He had a steam engine on wheels which was drawn by horses from farm to farm thrashing corn etc.

The water wheel at Langaton Mill was out of action due to frost and snow, where people had their wheat ground to flour, so his engine was needed to drive the mill.

James Lucas moved from Morwenstow to Southlands, Bridgerule around 1882. Also in August 1882 he recorded his journey and stay at Gainsborough to see the traction engine and thrasher being made at the 'Marshall Factory'. He was purchasing to contract in the Bridgerule area farms.

Submitted by Alan Short


Diary entries1881

Jan 17th

I got up at 5am. Started for Bridgerule. Wind S.E. Moon circled at 7am. It began to snow. Cleared away about 12pm. Wind blowed too strong to work the machine.

Jan 18th

Strong wind S.E. Snowing all the day. There was a funeral at Bridgerule but the herse had to return again owing to the drifts of snow and we were snow bound. Lodging at Mr Bailys.

Jan 19th

Snowing all the day with very strong wind.

Jan 20th

A beautiful bright morning. They was obliged to take the corpse from Bridgerule to Whitstone with a cart drawn by the three horses and a hundred men shoveling away the snow sometimes in the road and sometimes across fields. We had one mishap by overturning the cart but was soon righted again without any serious damage. Mills snowed up. Squire Mucklow got nearly a hundred men clearing away the snow to get our engine to Langaton Mills.

Jan 21st

Very sharp frost. Men of all trades turned out to clear the road for the engine. They had to cut through several places ten feet deep. 4 o'clock the road was clear. They came with seven horses and ten men for the engine. Got there about 7 o'clock.

Jan 22nd

Very sharp frost again.
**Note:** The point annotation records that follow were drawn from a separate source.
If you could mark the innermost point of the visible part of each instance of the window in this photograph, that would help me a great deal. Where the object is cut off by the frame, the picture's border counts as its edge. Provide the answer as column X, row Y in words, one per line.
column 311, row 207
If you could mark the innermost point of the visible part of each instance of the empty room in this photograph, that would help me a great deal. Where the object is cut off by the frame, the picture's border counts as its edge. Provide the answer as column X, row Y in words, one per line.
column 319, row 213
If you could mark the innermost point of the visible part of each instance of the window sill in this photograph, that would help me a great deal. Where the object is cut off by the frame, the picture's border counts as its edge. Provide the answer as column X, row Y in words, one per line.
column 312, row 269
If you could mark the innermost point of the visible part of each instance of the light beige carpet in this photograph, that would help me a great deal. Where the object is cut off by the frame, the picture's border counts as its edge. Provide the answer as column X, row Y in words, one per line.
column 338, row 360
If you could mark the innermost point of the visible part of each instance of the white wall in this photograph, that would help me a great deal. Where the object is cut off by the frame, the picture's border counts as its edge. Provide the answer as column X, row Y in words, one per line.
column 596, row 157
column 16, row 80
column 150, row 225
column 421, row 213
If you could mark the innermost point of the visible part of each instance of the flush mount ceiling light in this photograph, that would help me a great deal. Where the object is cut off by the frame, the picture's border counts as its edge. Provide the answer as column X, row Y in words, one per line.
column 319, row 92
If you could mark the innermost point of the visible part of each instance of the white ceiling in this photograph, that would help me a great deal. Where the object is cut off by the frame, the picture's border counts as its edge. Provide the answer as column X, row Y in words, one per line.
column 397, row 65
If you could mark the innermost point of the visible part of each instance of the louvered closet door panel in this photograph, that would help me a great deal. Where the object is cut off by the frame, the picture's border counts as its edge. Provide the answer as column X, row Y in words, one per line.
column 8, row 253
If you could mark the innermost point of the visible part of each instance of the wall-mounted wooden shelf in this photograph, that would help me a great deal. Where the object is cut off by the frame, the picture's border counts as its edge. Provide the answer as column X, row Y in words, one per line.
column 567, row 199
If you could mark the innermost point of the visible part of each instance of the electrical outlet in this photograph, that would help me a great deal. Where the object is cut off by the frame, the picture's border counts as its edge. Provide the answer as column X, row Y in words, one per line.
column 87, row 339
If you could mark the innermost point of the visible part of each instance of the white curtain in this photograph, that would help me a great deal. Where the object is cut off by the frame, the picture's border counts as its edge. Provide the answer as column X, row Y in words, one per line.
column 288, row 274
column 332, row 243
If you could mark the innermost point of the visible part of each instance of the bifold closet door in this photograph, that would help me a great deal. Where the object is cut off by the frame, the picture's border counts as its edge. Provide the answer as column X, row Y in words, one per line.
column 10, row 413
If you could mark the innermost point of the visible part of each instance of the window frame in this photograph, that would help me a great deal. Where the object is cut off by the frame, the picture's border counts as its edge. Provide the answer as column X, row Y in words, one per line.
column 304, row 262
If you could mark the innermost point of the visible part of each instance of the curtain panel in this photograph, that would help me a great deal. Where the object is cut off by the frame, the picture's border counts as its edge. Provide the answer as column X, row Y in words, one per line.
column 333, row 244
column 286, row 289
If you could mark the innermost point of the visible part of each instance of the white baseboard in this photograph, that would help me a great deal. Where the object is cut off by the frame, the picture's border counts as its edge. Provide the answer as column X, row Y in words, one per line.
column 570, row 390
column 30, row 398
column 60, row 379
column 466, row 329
We started the mill about 8 o'clock and worked till midday. It was rather amusing to see so many scores of people coming in all directions with their griste to their back and telling what difficulties they had coming through the snow across hedges and ditches. It was like a market all day and several had to be sent away with only a few pounds of flour.

Jan 23rd

Sunday a beautiful bright morning but came cloudy and a little snow again in the evening. I was very homely because I had not got my best clothes. Just went out around to see the ornamental snow.

Jan 24th

Very sharp frost again. We began to work at 1am and worked till twelve at night. We had some scores of visitors again today.

Jan 25th

A long day of it again today. Going to have four hours sleep tonight while they dress the mill stones.

Jan 26th

Started this morning at 6 and worked till half past eleven. Visitors as usual. I counted as many as ten horses there at a time. A little sleet at one.

Jan 27th

A beautiful change in the weather. Very warm with thick rain. We had to fix up wind sheets to keep the rain from the belts. Not so many visitors today. Left work early this evening. Jacked up in readyness to take the engine away.

Jan 28th

Thick misty rain. Very warm and we have got four horses to take away the engine. We got across one field and then got set. Was obliged to get more horses but the fields being so soft after the frost we were obliged to take the road. Now the road is full of snow. I have the men clearing the road. 4 o'clock the road is clear. Five o'clock we have got the engine to Newcott. This have been a hard days fighting.

Jan 29th

Heavy rain. Cannot do anything with the machine today. After breakfast I go to Squire Mucklow to ask him if he will help me pay the men for clearing the road yesterday. He kindly said he will pay all the men. Now I proceed to my home at Rectory (Morwenstow) to spend Sunday and a pretty bother I have got to get through the snow first. I got into a bar of snow and the horse bolts throws his harness. Mr Hallen gives me a rope to fasten it up again. I got as far as Milton (Morwenstow). A bar of snow again. Obliged to leave the trap here and ride home a hackney horse. The people seem so glad to see me back again as if I had been off in some foreign land.